Refined Search: After systematic adjustment, positions 64–83 from the 3’arm (reverse-complemented) yielded one hit:

| Target Gene | FBtr ID | E-value | Bit Score |
|---|---|---|---|
| Unknown | FBtr0075008 | 3.9–5.2 | ~12.6 |
The alignment shows partial complementarity consistent with miRNA targeting, but the high E-value indicates weak statistical confidence and possible chance alignment.
Key Findings & Biological Significance
A single putative miRNA target gene was identified (FBtr0075008) with marginal statistical support.
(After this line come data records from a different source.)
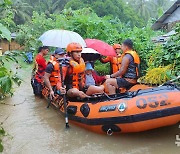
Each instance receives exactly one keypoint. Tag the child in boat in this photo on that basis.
(115, 62)
(75, 79)
(91, 76)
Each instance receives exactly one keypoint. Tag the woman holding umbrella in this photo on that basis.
(75, 79)
(115, 61)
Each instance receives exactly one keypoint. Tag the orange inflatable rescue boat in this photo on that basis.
(141, 108)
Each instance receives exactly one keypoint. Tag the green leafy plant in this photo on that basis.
(2, 133)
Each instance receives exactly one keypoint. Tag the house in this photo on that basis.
(169, 18)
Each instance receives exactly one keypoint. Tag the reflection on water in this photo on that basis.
(36, 129)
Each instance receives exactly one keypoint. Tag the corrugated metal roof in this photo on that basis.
(159, 23)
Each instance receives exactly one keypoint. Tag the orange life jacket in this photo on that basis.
(55, 77)
(77, 76)
(136, 64)
(116, 64)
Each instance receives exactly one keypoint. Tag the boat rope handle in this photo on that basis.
(109, 132)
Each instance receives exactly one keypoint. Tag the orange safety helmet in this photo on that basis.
(117, 46)
(73, 47)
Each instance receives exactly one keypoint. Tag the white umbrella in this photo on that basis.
(61, 38)
(89, 50)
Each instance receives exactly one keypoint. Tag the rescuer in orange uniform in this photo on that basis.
(52, 77)
(115, 62)
(129, 71)
(75, 80)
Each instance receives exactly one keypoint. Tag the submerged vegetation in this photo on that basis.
(110, 21)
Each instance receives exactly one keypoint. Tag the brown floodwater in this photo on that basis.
(34, 129)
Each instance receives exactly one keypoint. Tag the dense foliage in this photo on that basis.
(7, 77)
(89, 25)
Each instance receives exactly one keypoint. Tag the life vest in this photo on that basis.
(77, 76)
(55, 77)
(38, 71)
(116, 64)
(133, 68)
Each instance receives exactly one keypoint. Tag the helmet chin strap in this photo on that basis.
(74, 58)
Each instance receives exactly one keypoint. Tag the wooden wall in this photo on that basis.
(8, 46)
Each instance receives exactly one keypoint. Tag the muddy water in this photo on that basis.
(33, 129)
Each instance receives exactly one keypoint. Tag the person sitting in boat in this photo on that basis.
(52, 76)
(39, 70)
(75, 79)
(115, 62)
(91, 76)
(128, 73)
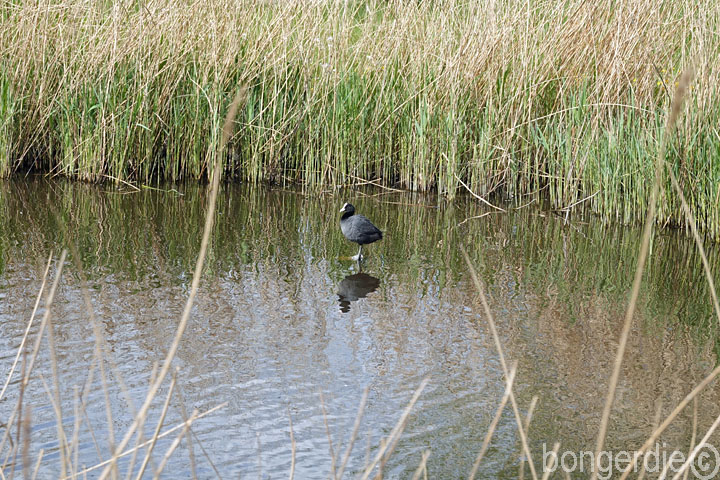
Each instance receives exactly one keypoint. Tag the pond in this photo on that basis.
(287, 327)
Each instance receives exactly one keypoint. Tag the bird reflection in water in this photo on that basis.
(355, 287)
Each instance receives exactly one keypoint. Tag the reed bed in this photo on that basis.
(18, 425)
(562, 98)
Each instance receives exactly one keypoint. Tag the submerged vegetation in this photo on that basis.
(566, 98)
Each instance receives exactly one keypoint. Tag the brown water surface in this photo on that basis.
(285, 323)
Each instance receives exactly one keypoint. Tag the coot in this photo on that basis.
(358, 228)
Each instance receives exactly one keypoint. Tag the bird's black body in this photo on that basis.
(358, 228)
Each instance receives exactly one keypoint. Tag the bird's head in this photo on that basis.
(347, 208)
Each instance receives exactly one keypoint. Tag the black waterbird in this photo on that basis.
(358, 228)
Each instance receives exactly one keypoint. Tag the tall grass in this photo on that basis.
(560, 97)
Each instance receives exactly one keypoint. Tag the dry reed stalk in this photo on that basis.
(353, 435)
(493, 424)
(670, 418)
(176, 442)
(388, 445)
(549, 468)
(526, 426)
(697, 449)
(693, 438)
(146, 443)
(28, 366)
(292, 449)
(656, 421)
(209, 220)
(27, 329)
(183, 412)
(38, 462)
(501, 355)
(422, 468)
(158, 427)
(642, 258)
(327, 432)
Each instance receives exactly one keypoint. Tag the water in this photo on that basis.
(285, 323)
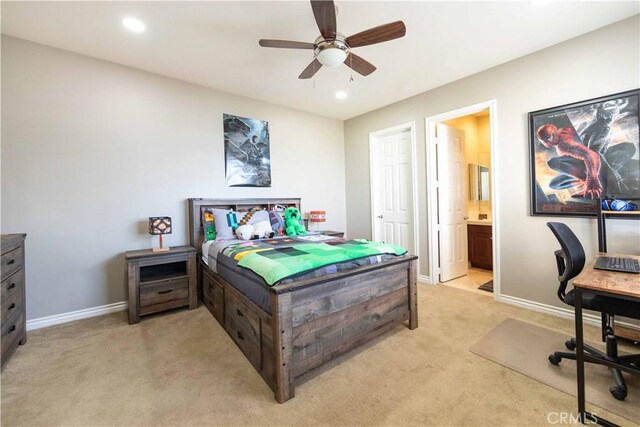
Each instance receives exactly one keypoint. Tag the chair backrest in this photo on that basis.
(570, 258)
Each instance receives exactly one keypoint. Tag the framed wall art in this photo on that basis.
(246, 152)
(584, 151)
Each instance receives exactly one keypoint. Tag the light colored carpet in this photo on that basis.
(525, 348)
(181, 368)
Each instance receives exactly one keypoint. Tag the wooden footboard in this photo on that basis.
(316, 320)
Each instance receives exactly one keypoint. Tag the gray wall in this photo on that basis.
(90, 149)
(603, 62)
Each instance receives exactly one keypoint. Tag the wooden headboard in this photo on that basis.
(197, 206)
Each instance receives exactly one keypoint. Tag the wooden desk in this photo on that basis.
(608, 283)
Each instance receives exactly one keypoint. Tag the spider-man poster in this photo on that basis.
(246, 150)
(582, 152)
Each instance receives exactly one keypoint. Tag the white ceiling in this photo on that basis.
(215, 44)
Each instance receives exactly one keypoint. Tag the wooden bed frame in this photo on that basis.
(312, 321)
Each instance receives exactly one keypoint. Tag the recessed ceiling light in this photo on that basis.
(133, 24)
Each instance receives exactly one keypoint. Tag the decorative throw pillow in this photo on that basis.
(208, 224)
(227, 221)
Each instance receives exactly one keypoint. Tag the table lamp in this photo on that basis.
(317, 217)
(160, 225)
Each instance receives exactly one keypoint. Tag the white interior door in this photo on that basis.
(392, 191)
(452, 215)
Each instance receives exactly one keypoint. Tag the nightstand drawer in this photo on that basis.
(12, 283)
(166, 290)
(244, 327)
(11, 261)
(12, 307)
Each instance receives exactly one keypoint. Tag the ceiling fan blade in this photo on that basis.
(325, 14)
(286, 44)
(359, 65)
(380, 34)
(310, 70)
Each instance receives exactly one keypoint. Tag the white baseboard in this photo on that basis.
(71, 316)
(566, 313)
(424, 279)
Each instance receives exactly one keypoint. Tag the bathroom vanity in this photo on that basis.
(480, 244)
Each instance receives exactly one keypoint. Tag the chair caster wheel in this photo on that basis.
(618, 392)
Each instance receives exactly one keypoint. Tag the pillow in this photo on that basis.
(277, 221)
(227, 221)
(208, 224)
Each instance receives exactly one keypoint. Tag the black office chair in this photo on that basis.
(570, 260)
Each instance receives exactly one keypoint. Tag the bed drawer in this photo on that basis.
(12, 283)
(164, 291)
(244, 327)
(11, 261)
(213, 297)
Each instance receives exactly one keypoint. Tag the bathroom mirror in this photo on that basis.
(478, 182)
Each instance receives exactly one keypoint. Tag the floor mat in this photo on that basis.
(487, 286)
(524, 348)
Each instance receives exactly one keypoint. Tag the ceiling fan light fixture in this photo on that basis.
(331, 56)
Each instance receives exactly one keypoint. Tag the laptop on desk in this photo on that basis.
(620, 264)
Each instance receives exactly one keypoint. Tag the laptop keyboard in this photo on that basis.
(624, 264)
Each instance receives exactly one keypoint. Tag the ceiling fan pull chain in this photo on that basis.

The low bit score and relatively high E-value indicate that this hit should be considered a preliminary prediction requiring functional validation. The weak signal may reflect:
- True biological targeting but with high sequence degeneracy
- A chance alignment that passes the threshold by coincidence
- An incorrect boundary for the miRNA seed region, despite careful structural analysis
Limitations: This analysis provides a preliminary prediction without functional validation. A more robust approach would use iterative searches with varying E-value thresholds, compare results against established databases (miRBase, TargetScan), and experimentally validate top candidates (reporter assays in Drosophila S2 cells).
Next steps: Validate FBtr0075008 against known miRNA target databases; extract and search seed-only regions (positions 2–8); integrate evolutionary conservation across Drosophila species to improve specificity.
Bioinformatics Tools:
| Tool | Purpose | Category |
|---|---|---|
| R-scape | Covariance-based secondary structure prediction for RNA | Structure Prediction |
| Python | Custom scripting (U→T conversion, reverse complementation) | Programming |
| HMMER | Hidden Markov Model construction and profile matching | Sequence Modeling |
| nhmmer | HMMER tool optimized for nucleotide-level searches | Sequence Search |
References:
- Bartel, D. P. (2009). MicroRNAs: Target Recognition and Regulatory Functions. Cell, 136(2), 215–233.
- Eddy, S. R. (2011). Accelerated Profile HMM Searches. PLoS Computational Biology, 7(10): e1002195.
- FARID, H. (2026). MicroRNA Biogenesis Pathway. https://app.biorender.com/profile/template/details/t-65cf2ea192cebb9ef433ce92-microrna-biogenesis-pathway
- Kozomara, A., Birgaoanu, M., & Griffiths-Jones, S. (2019). miRBase: from microRNA sequences to function. Nucleic Acids Research, 47(D1), D155–D162.